A organização destaca 18 países que já alteraram as leis e os sistemas que protegem os direitos humanos, de acordo com "políticas de interesses nacionais" e de "repressão draconiana em nome da segurança".
Entre eles, Angola é o único país de língua oficial portuguesa (ver texto à parte).
A AI denuncia que milhões de pessoas estão a sofrer enormemente às mãos dos Estados e de grupos armados, enquanto governos retratam descaradamente a protecção dos direitos humanos como uma ameaça à segurança, à lei e ordem ou a supostos “valores’ nacionais”.
A assessora de direitos humanos da secção brasileira da AI Fátima Mello resume, em três grandes aspectos, o cenário dos direitos humanos no mundo.
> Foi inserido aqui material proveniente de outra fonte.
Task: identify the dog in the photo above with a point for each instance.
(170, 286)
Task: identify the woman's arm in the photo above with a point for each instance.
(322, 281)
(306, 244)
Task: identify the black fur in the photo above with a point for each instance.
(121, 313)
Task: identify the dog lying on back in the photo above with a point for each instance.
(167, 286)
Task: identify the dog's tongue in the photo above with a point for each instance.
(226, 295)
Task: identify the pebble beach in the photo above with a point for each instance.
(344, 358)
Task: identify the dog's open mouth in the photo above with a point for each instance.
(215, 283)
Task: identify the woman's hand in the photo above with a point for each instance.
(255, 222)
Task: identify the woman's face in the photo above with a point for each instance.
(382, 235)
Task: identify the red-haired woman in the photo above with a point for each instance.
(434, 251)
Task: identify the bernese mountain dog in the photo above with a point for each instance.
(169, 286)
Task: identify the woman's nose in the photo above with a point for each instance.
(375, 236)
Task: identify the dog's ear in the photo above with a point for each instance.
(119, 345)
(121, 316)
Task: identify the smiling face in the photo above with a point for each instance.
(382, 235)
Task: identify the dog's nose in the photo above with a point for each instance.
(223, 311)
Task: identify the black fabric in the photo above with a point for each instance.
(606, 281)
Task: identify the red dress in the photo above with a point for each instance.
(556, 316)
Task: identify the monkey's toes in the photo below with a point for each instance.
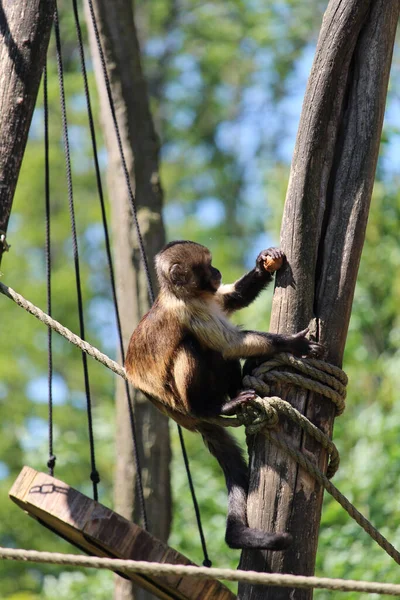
(317, 350)
(230, 408)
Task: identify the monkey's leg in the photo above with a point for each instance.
(229, 455)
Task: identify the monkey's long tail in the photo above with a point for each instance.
(230, 457)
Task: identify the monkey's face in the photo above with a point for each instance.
(185, 269)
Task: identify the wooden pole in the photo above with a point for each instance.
(25, 27)
(323, 231)
(115, 21)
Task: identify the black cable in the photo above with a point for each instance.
(52, 459)
(206, 561)
(141, 246)
(110, 263)
(94, 475)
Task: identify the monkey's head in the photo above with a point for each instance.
(185, 269)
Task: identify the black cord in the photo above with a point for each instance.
(110, 263)
(94, 475)
(206, 562)
(52, 459)
(142, 249)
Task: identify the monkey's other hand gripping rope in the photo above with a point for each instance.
(262, 414)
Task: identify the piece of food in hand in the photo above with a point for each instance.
(273, 263)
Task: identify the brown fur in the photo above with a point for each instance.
(184, 355)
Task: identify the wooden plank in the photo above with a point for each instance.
(99, 531)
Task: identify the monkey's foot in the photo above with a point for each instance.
(271, 259)
(231, 407)
(241, 536)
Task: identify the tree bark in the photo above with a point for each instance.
(115, 21)
(25, 27)
(322, 233)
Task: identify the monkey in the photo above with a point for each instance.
(185, 356)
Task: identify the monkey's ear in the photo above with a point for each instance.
(179, 275)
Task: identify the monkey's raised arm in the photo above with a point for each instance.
(240, 294)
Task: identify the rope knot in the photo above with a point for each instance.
(257, 414)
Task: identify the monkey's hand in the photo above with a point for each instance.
(299, 345)
(270, 260)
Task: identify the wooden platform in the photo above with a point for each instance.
(99, 531)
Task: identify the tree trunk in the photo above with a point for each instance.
(115, 21)
(25, 27)
(323, 231)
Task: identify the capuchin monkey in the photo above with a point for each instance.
(184, 356)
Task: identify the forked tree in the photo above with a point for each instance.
(322, 233)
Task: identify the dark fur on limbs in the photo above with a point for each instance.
(184, 355)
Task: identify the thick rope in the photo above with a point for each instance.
(262, 414)
(323, 378)
(64, 331)
(160, 570)
(335, 493)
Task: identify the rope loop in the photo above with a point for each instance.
(310, 373)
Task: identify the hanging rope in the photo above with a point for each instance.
(139, 480)
(145, 264)
(52, 458)
(157, 569)
(94, 474)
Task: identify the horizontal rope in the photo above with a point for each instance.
(337, 495)
(64, 331)
(158, 570)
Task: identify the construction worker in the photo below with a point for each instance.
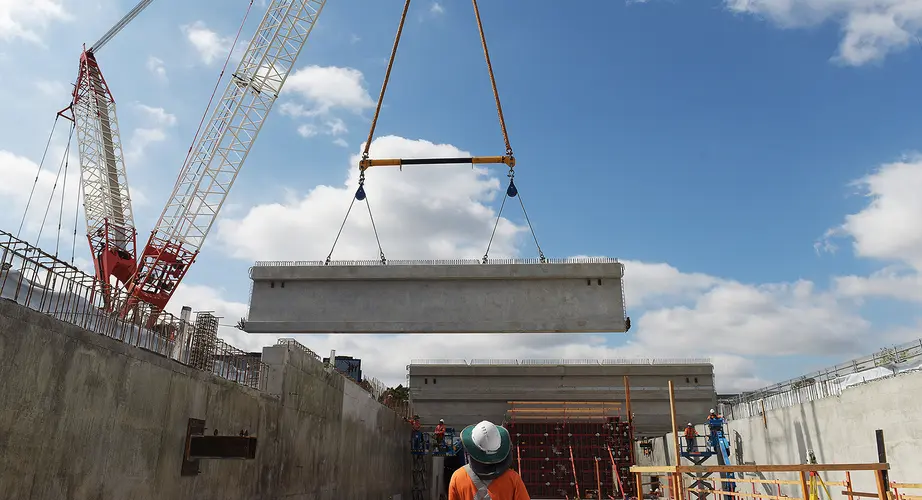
(690, 434)
(417, 435)
(715, 422)
(440, 433)
(487, 474)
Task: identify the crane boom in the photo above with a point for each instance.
(133, 13)
(106, 200)
(220, 151)
(110, 226)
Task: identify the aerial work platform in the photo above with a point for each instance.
(458, 296)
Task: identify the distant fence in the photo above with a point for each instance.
(825, 383)
(374, 387)
(40, 281)
(556, 362)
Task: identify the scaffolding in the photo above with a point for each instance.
(565, 449)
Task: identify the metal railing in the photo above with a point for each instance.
(433, 262)
(42, 282)
(297, 345)
(556, 362)
(820, 384)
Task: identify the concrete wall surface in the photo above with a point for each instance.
(839, 429)
(465, 394)
(83, 416)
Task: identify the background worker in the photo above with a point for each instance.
(487, 475)
(690, 434)
(440, 433)
(417, 435)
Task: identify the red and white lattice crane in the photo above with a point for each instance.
(106, 201)
(220, 151)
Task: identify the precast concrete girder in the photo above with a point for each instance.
(500, 296)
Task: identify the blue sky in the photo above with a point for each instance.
(753, 162)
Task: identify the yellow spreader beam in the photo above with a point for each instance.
(399, 162)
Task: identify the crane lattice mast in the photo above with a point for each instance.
(221, 149)
(110, 226)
“Aumento das violações em todo o mundo em consequência da chamada Guerra ao terror, o aumento dos refugiados e o crescente aumento de conflitos por terra e recursos humanos cometidos pelas grandes empresas”, explica Mello em conversa com a VOA.
Ao mesmo tempo, diz, assiste-se a uma crescente repressão à dissidência e aos protestos em todo o mundo e “a um desmoronar do sistema de protecção dos direitos humanos das Nações Unidas, em particular do Conselho de Segurança”.
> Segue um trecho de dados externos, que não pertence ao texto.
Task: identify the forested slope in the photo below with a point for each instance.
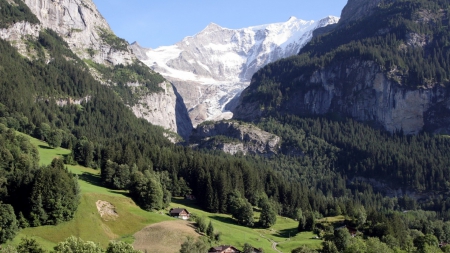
(389, 68)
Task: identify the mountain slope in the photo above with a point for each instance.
(110, 58)
(386, 65)
(212, 67)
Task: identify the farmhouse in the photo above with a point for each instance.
(180, 213)
(224, 249)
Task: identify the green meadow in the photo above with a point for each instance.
(88, 225)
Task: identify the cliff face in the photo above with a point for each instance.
(83, 28)
(361, 90)
(235, 138)
(165, 109)
(212, 67)
(89, 36)
(333, 76)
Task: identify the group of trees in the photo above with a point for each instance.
(384, 38)
(313, 176)
(32, 195)
(71, 244)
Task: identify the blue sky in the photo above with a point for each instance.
(165, 22)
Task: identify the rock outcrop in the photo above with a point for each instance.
(89, 36)
(212, 67)
(233, 137)
(165, 109)
(361, 90)
(83, 28)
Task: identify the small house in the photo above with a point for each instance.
(179, 213)
(224, 249)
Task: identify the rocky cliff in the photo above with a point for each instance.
(335, 74)
(83, 28)
(165, 109)
(212, 67)
(89, 36)
(233, 137)
(361, 90)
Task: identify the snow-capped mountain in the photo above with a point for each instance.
(212, 67)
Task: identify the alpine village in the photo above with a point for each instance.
(336, 142)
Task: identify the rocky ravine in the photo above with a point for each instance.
(89, 36)
(362, 90)
(359, 89)
(233, 137)
(212, 67)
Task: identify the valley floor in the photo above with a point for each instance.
(152, 231)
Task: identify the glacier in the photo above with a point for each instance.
(213, 67)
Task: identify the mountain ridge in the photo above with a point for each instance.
(213, 66)
(368, 69)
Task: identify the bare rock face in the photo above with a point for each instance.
(233, 137)
(83, 28)
(359, 89)
(89, 36)
(18, 32)
(165, 109)
(212, 68)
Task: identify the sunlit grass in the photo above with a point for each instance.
(88, 225)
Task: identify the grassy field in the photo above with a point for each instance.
(88, 225)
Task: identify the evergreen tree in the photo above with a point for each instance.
(210, 230)
(268, 215)
(8, 223)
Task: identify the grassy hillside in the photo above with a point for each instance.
(88, 225)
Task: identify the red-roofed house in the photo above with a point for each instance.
(180, 213)
(224, 249)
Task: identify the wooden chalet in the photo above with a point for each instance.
(179, 213)
(224, 249)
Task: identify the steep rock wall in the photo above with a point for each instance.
(81, 25)
(360, 89)
(89, 36)
(165, 109)
(243, 138)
A AI denuncia o facto de o Tribunal Penal Internacional, o Conselho da Europa e o Sistema Interamericano de Direitos Humanos estarem a ser minados e “debilitados por governos que escapam à fiscalização do que está a ser feito nos seus territórios”.
Todos violam
O relatório daquela organização, de mais de 400 páginas, documenta a violação dos direitos humanos em mais de 122 países que torturaram ou sujeitaram pessoas a outros maus-tratos, enquanto 29 deles forçaram ilegalmente refugiados a ficarem em países onde se encontram em perigo.
Crimes de Guerra e outras violações das leis de Guerra foram praticados em 19 países, tanto pelos governos como por grupos armados.
Para Fátima Mello, outro aspecto altamente preocupante é a perseguição e repressão dos defensores dos direitos humanos em todo o mundo, particularmente de governos “que não só impedem o seu trabalho como impedem denúncias e, em muitos casos, levam-nos aos tribunais e os encarceram apenas por denunciar as violações”.
Mello aponta o dedo ao que afirma ser a “chamada Guerra contra o terrorismo, e que levou muitos governos, entre eles os Estados Unidos e outros, a violarem todo o tipo de direitos, alegando estar a defender a segurança nacional e da civilização”.
Sistema das Nações Unidas falido
As Nações Unidas (ONU) e os seus organismos e agências de protecção dos direitos humanos e dos refugiados sofreram profundamente em 2015 com a hostilidade e negligência de governos.
No relatório da AI, lê-se que a ONU foi criada para “salvar gerações sucessivas do flagelo da guerra” e para “reafirmar a crença nos direitos humanos fundamentais, mas, na actualidade, “está mais vulnerável do que nunca”.
O conflito na Síria é, para a organização, “um exemplo atroz das consequências que tem para as pessoas o falhanço do sistema da ONU em cumprir o seu papel crucial de fazer valer os direitos e a lei internacional e garantir a responsabilização”.
A assessora de direitos humanos da secção brasileira da AI acredita, no entanto, que esse fenómeno, que minou principalmente o Conselho de Segurança da ONU, pode ser uma porta de esperança para o futuro.
“Não se pode ir mais fundo e a ONU e os governos estão conscientes de que têm de mudar o sistema e reforçar a defesa dos direitos humanos, caso contrário entramos numa situação de catástrofe total”, explica Fátima Mello, que espera uma nova forma de pensar e actuar.
Outra luz, para Mello, "é o aumento também de denúncias e de pessoas e organizações de protestam e dão a conhecer a todo o mundo as violações dos direitos humanos.
O relatório divulgado pelo secretário-geral da AI Salil Shetty conclui que “os governos têm de pôr fim ao ataque que estão a fazer aos nossos direitos e fortalecer as defesas que o mundo estabeleceu para os proteger porque os direitos humanos são uma necessidade, não um acessório, e os riscos para a humanidade nunca foram tão altos”.